“Powering through” a cold or flu is a great way to extend – or worsen — your illness while making all of your co-workers sick. A new survey suggests that your co-workers would prefer that you just stay at home and get well.
Staffing firm OfficeTeam recently surveyed workers, and found that 85 percent of employees have gone to the office while sick.
This happens despite the fact that 82 percent of human resources (HR) managers interviewed said their company encourages staff to stay home when they’re sick.
At the same time, 42 percent of employees surveyed said their biggest pet peeve during cold and flu season is when someone comes in sick.
Another 42 percent are most annoyed when those around them don’t cover their mouth when sneezing or coughing.
Does the Modern Workplace Turn Us Into (Sneezing, Coughing) Hypocrites?
From these results it would seem that many among us criticize co-workers for behavior that the accusers are themselves guilty of.
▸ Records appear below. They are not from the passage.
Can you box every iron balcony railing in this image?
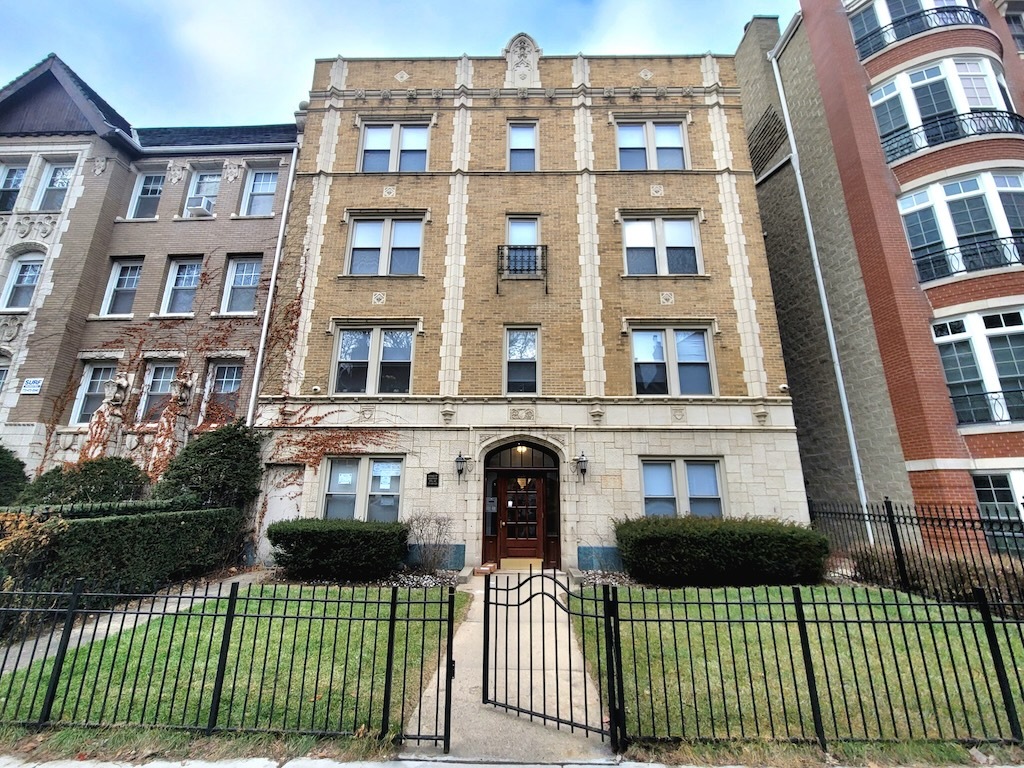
[495,245,548,293]
[913,234,1024,283]
[854,5,990,60]
[882,110,1024,163]
[950,389,1024,424]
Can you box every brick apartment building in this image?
[0,55,296,474]
[736,0,1024,544]
[256,35,807,568]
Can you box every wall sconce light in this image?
[571,451,587,482]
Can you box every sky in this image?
[0,0,799,128]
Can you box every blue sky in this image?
[0,0,799,127]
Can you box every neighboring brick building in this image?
[0,55,296,474]
[251,35,807,568]
[736,0,1024,540]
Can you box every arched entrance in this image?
[483,440,561,568]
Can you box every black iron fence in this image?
[0,582,455,752]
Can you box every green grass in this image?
[578,587,1024,742]
[0,586,468,736]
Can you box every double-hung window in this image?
[72,362,117,424]
[348,218,423,274]
[509,123,537,171]
[360,123,428,173]
[632,329,714,395]
[334,327,413,394]
[242,168,278,216]
[101,259,142,315]
[139,360,178,422]
[641,459,722,517]
[623,218,700,274]
[324,457,402,522]
[3,253,43,309]
[0,165,26,213]
[162,259,203,314]
[505,328,541,394]
[220,257,263,313]
[36,163,75,211]
[616,121,686,171]
[130,173,164,219]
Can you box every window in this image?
[242,169,278,216]
[139,361,178,422]
[617,122,686,171]
[361,123,427,173]
[641,459,722,517]
[932,309,1024,425]
[163,259,203,314]
[102,261,142,314]
[623,219,699,274]
[632,329,713,395]
[0,165,26,213]
[3,253,43,309]
[220,258,263,313]
[509,123,537,171]
[324,457,401,522]
[74,362,116,424]
[505,328,540,394]
[334,328,413,394]
[348,219,423,274]
[203,362,242,424]
[36,165,75,211]
[131,173,164,219]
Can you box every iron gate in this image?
[483,570,625,752]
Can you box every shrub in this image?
[17,457,150,506]
[266,520,409,582]
[153,422,263,507]
[615,517,828,587]
[0,445,29,507]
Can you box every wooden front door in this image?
[498,474,545,559]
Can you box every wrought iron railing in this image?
[950,389,1024,424]
[882,110,1024,163]
[495,246,548,293]
[854,5,990,60]
[913,236,1024,283]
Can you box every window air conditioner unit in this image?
[185,195,213,216]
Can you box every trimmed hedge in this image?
[615,517,828,587]
[266,519,409,582]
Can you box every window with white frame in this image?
[220,256,263,314]
[641,459,722,517]
[324,456,402,522]
[932,308,1024,425]
[242,168,278,216]
[334,327,413,394]
[139,360,178,422]
[509,123,537,171]
[868,56,1013,162]
[359,123,429,173]
[0,163,27,213]
[72,361,117,424]
[623,218,700,274]
[3,253,43,309]
[36,163,75,211]
[348,218,423,274]
[631,328,713,395]
[899,171,1024,283]
[128,173,164,219]
[505,328,541,394]
[203,360,242,424]
[616,120,686,171]
[161,259,203,314]
[102,259,142,315]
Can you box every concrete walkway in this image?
[403,572,613,764]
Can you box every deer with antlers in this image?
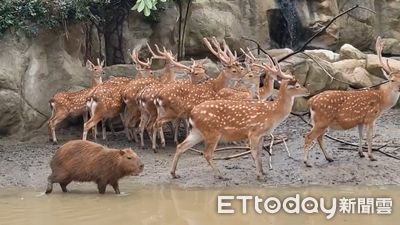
[304,37,400,167]
[82,63,131,141]
[124,43,188,147]
[48,59,104,144]
[154,37,245,144]
[138,56,208,152]
[122,50,157,142]
[171,77,309,179]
What a bunch of flu-season hypocrites.
OfficeTeam offers three tips for being a considerate coworker during cold and flu season:
- Check your options. If you’re feeling well enough to complete projects but are still contagious, find out if you can work from home. If telecommuting is not an option or you’re feeling too ill to tackle assignments, work with your manager to identify team members or hire temporary professionals to help during your absence.
- Be a good neighbor. If you absolutely must be at work due to a major deadline or meeting, avoid getting too close to others, wash your hands frequently and cover your mouth when sneezing or coughing. Try to leave the office after the critical task is completed.
- Lend a hand. Offer to fill in for coworkers when they’re out sick. It’s likely they’ll return the favor the next time you need help.
Sounds like good advice. Will anyone take it?